L'expression, à nouveau employée depuis le début des années 1990, ne recoupe aujourd'hui plus tout à fait la même réalité. "Ce sont des barbouzeries", explique à Europe1.fr le journaliste Guy Birenbaum, auteur d'un livre d'enquête sur le sujet (Le Cabinet Noir, Ed. Les Arènes), "une sorte de système organisé autour d'officiels et d'officieux, de représentants de la police mais aussi d'avocats ou de journalistes, qu'il est très difficile de relier directement au pouvoir mais qui organisent toutes sortes de machinations et de coups foireux pour servir des intérêts politiques".
"Balancer la rumeur". S'il a surtout travaillé sur le "système" établi autour de Jacques Chirac, Guy Birenbaum estime que de telles pratiques ont commencé bien avant le début des années 1990. "Ce n'est pas nouveau." Le journaliste cite l'exemple de l'arrestation d'Yvan Colonna, soupçonné d'avoir assassiné le préfet Erignac, en 2003. Nicolas Sarkozy, alors ministre de l'Intérieur, en avait tiré un certain crédit.
" Ils voulaient juste discréditer Sarkozy et servir Chirac. "
"À l'époque, j'étais éditeur", se souvient-il. "Il y a un journaliste et un ancien prisonnier, qui viennent me voir avec un 'scoop'. Ils m'expliquent que Colonna n'a pas été arrêté mais qu'il s'est rendu, et que c'est un coup monté pour faire mousser Sarkozy." Lorsque Guy Birenbaum demande à rencontrer la "source" de cette information, on lui présente Yves Bertrand, ancien patron des renseignements généraux - et bientôt soupçonné d'avoir fourni de faux listings dans la tentaculaire affaire Clearstream. Rapidement, il réalise que le "scoop" ne tient pas. "En fait, ils voulaient juste faire sortir un livre pour balancer la rumeur, discréditer Sarkozy et servir Chirac."

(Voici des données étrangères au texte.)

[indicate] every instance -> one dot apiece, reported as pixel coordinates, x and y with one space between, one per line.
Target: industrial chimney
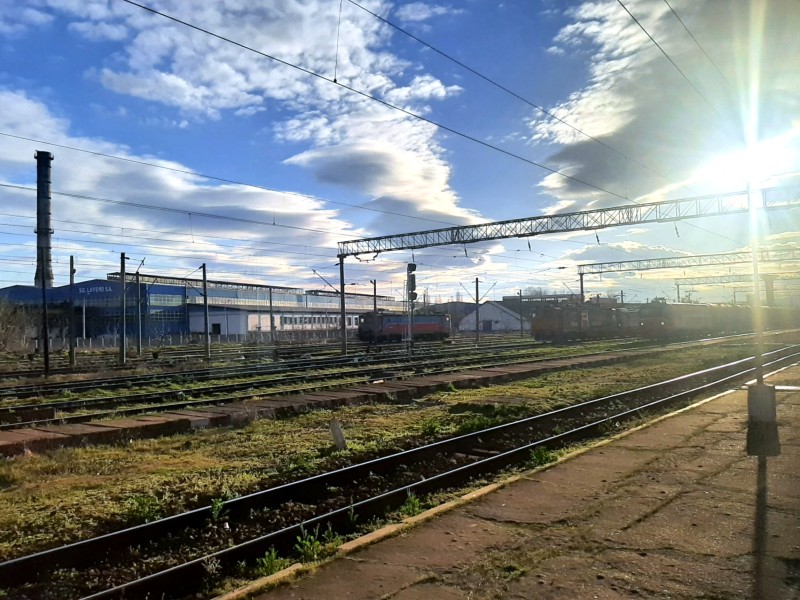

Squarcini et les journalistes. Où se trouvait ce "fameux cabinet" ? "Pas à l'Élysée, en tous cas", s'amuse Guy Birenbaum. "Il n'y avait évidemment pas un bureau avec marqué sur la porte 'cabinet noir'". Le système aurait perduré sous le quinquennat de Nicolas Sarkozy - et de son Premier ministre François Fillon - qui aurait supervisé l'espionnage de journalistes grâce à l'un de ses proches, Bernard Squarcini, alors chef de la Direction centrale du renseignement intérieur (DCRI). En 2014, ce dernier a été reconnu coupable d'avoir réquisitionné illégalement les factures téléphoniques détaillées - "fadettes" - d'un journaliste du Monde qui travaillait sur l'affaire Bettencourt.
Selon le candidat LR à l'élection présidentielle, un tel "cabinet" serait donc toujours en place, pour protéger François Hollande. Mais l'information a été démentie par les auteurs de "Bienvenue Place Beauvau", dès jeudi soir. "La seule personne qui croit qu'il y a un cabinet noir à l'Élysée, c'est François Fillon. Il y croit tellement que le 24 juin 2014 (...) il est allé voir Jean-Pierre Jouyet, qui est le numéro 2 de l'Élysée, pour lui demander d'activer ce cabinet noir (fait nié par François Fillon, ndlr)", a expliqué l'un d'entre eux, Didier Hassoux, sur Franceinfo. "Nicolas Sarkozy avait (...) mis en place une police politique (...) alors que François Hollande a simplement instrumentalisé la police à des fins politiques, comme tous les présidents de la Vème République : c'est une maladie française."